Understanding data models

[How to catalog all of this quickly?] — ©2015 Shipscompass

[Overview of four data-models: Tabular Data, Relational Model, XML and RDF] — ©2014 Seth van Hooland and Ruben Verborgh

Comparing data models

World view of each model
- Models helps us to make abstraction of reality. You may think of a data model as a particular pair of glasses, influencing the way in which you see the world.
Implementation and serialization formats
- Models are made concrete through file formats, query languages and software.
How does the model address updates and sharing?

[You can think of a dish as the model and a recipe as a serialization format.] — ©2015 Myan Brenn

Models and serialization formats

Tabular data: CSV, TSV
Relational model: binary files
Meta-markup languages: SGML, XML
RDF: Turtle, N-Triples, RDF-XML

First model: tabular data

Also referred to as flat files
Intuitive approach to organize data
Represents the world in one big gigantic table or spreadsheet
Consists of columns and rows, their intersection gives meaning to the data

Tabular data—example

Title	Creator	Date	Collection
Guernica	Pablo Picasso	1937	Museo Reina Sofia
First Communion	Picasso	1895	Museo Picasso
Puppy	Koons, Jeff	1992	Guggenheim

Serializing tabular data

Common serialization formats for tabular data include CSV and TSV

Example of our data in CSV:

title,creator,date,collection
Guernica,Pablo Picasso,1937,Reina Sofia
First Communion,Picasso,1895,Museo Picasso
Puppy,"Koons, Jeff",1992,Guggenheim

Limits and possibilities of tabular data?

Data quality: prone to inconsistencies!
Search and retrieval: ineffective
Updates—change: easy
Distribution: easy

How do we overcome the inconsistencies and poor search within tabular data?

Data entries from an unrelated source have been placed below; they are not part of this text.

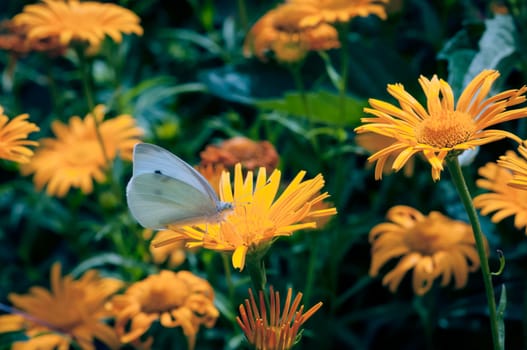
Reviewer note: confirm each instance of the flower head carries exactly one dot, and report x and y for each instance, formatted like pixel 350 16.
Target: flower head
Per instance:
pixel 13 137
pixel 174 299
pixel 257 219
pixel 331 11
pixel 272 329
pixel 71 312
pixel 442 128
pixel 174 254
pixel 503 199
pixel 517 165
pixel 13 38
pixel 75 157
pixel 279 31
pixel 73 20
pixel 434 246
pixel 249 153
pixel 372 143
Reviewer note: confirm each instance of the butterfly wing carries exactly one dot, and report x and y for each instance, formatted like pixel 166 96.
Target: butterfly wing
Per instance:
pixel 157 200
pixel 149 159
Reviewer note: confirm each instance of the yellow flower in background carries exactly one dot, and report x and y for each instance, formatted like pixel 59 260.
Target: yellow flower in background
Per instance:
pixel 13 138
pixel 502 199
pixel 331 11
pixel 257 219
pixel 75 157
pixel 174 299
pixel 272 328
pixel 517 165
pixel 72 312
pixel 279 31
pixel 372 143
pixel 443 127
pixel 73 20
pixel 434 246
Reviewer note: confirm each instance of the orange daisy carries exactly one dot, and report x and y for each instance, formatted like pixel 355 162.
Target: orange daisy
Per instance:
pixel 434 246
pixel 443 127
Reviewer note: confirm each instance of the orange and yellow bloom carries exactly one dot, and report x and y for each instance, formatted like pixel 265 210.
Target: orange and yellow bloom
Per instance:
pixel 503 199
pixel 331 11
pixel 174 299
pixel 13 138
pixel 74 20
pixel 443 127
pixel 273 329
pixel 434 246
pixel 279 31
pixel 257 219
pixel 72 312
pixel 75 158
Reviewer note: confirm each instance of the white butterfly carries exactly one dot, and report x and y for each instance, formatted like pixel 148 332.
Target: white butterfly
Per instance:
pixel 164 190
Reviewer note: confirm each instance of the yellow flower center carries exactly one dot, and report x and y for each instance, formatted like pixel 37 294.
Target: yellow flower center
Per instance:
pixel 435 233
pixel 445 130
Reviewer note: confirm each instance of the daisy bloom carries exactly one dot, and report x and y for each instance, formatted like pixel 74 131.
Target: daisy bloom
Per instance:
pixel 257 218
pixel 372 143
pixel 331 11
pixel 273 329
pixel 279 31
pixel 435 246
pixel 13 138
pixel 517 165
pixel 75 157
pixel 503 199
pixel 72 312
pixel 13 38
pixel 174 299
pixel 73 20
pixel 249 153
pixel 173 254
pixel 442 128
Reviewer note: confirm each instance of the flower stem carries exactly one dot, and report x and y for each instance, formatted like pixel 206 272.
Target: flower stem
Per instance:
pixel 86 86
pixel 256 269
pixel 462 189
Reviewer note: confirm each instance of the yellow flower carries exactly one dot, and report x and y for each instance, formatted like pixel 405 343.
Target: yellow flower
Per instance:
pixel 374 142
pixel 503 199
pixel 71 312
pixel 331 11
pixel 441 128
pixel 72 20
pixel 279 31
pixel 270 329
pixel 13 137
pixel 174 254
pixel 517 165
pixel 174 299
pixel 432 245
pixel 256 220
pixel 75 157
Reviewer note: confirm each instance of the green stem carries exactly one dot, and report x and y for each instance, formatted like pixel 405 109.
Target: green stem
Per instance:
pixel 242 12
pixel 228 276
pixel 462 189
pixel 344 67
pixel 88 93
pixel 256 269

Second model: relational model

Most successful model to manage structured data
First described by Edgar Codd in 1969
Rare to find an information system which is not driven by a relational database
Mature technology which is here to stay—don’t believe the people who claim NoSQL or triplestores will take over

[Rethinking tabular data as a relational database.] — ©2014 Seth van Hooland and Ruben Verborgh

Mapping reality to a database

Worldview consisting of three building blocks:

Entities: group of information which share properties and which vary independently from other groups
Attributes: describe properties of entities
Relationships: create connections in between entities

Designing a relational database

Identify the entity types (e.g. Work, Creator)
For every entity, create a table which will contain the properties of the entity
Establish the relationships in between the tables

It is sometimes more an art than a science!

Redesigning our catalog

©2014 Seth van Hooland and Ruben Verborgh

Implementation

Relational Database Management System (RDBMS) software used to implement the model
Common RDBMS tools/software vendors include for example MySQL, Oracle or SQLServer
Cataloging software or Integrated Library Systems (ILS) add a visual interface on top of a RDBMS

SQL

Structured Query Language used to insert, query, update and delete data, for schema creation and data access control
No need to become an SQL wizard, but mastering the basic commands can be very helpful to create exports from your cataloging back-end
Standardized in theory (ISO/IEC 9075) but not so much in practice

Creating a table with SQL

CREATE TABLE Work (
  id INT AUTO_INCREMENT PRIMARY KEY,
  title VARCHAR(100),
  creator INT,
  collection INT,
  year CHAR(4),
  style VARCHAR(40),
);

Encoding data into a table with SQL

INSERT INTO Work (title, creator, collection, year, style)
VALUES ('Guernica',43, 20, 1937,'Cubism')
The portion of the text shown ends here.